Net-net, win-win, lose-lose
The bottom line benefit for Thomas Jefferson is immediate relief from its current cash crunch. Instead of $12 million in principal and interest payments annually, the school will pay $6 million in rent and bond interest — funded by students who borrow to obtain a Thomas Jefferson law degree of dubious value.
“I think the whole deal is a reflection of the fact that the bondholders were very desirous for us to succeed,” [Thomas Jefferson Dean Thomas] Guernsey said.
Actually, it reflects the bondholders’ ability to tap into the proceeds of future federal student loans as they cut a deal with a wounded adversary. Instead of cash flow corresponding to bond interest rates of 7 and 11 percent, bondholders will receive about half that amount, along with an office building and the tax advantages that come with ownership (e.g., depreciation deductions). Think of it as refinancing your home mortgage, except the bank gets to keep your house.

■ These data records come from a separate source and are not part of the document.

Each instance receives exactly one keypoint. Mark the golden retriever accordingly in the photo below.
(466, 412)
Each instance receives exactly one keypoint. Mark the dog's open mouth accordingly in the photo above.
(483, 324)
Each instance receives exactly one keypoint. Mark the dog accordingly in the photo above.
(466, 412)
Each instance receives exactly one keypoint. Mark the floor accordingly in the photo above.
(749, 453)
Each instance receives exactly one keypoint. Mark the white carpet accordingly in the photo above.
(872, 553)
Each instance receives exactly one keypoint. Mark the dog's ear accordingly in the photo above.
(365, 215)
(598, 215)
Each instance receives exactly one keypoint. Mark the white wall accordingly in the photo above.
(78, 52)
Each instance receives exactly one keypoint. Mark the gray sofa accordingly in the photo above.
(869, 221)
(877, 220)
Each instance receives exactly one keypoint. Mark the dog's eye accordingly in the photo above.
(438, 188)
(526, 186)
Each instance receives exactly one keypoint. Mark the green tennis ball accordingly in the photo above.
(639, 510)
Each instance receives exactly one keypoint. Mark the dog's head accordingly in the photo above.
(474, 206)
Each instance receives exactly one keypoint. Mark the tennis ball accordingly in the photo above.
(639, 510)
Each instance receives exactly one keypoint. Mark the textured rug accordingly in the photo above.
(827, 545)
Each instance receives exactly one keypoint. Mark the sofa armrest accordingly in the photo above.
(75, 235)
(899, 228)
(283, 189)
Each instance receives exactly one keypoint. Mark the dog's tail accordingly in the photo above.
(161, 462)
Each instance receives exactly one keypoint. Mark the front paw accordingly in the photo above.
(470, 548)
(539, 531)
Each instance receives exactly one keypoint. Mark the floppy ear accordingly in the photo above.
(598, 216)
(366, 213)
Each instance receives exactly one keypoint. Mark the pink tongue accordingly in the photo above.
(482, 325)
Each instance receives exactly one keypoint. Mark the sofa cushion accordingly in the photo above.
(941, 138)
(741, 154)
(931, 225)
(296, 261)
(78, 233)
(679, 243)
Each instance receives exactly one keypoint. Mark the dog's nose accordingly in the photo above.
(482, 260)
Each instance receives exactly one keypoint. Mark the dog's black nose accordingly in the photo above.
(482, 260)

Erroneous Assumptions Produce Dubious Strategies
“This restructuring is a major step toward achieving our goals,” said Thomas Guernsey, dean of Thomas Jefferson. “It puts the school on a solid financial footing.”
Throwing furniture into the fireplace to keep the house warm is not a viable long-run survival strategy. Consider future students and their willingness to borrow as the “furniture” and you have a picture of the Thomas Jefferson School of Law’s business plan.
Meanwhile, Solomon echoes the hopes of law school faculty and administrators everywhere when he says, “[T]he decline in enrollment could lead to a shortage of lawyers five years from now.”
In assuming a unitary market demand for lawyers, he conflates the separate and distinct submarkets for law school graduates. His resulting leap of faith is that a rising tide — even if it arrives — will lift Thomas Jefferson’s boat and the debt-ridden graduates adrift in it. It won’t.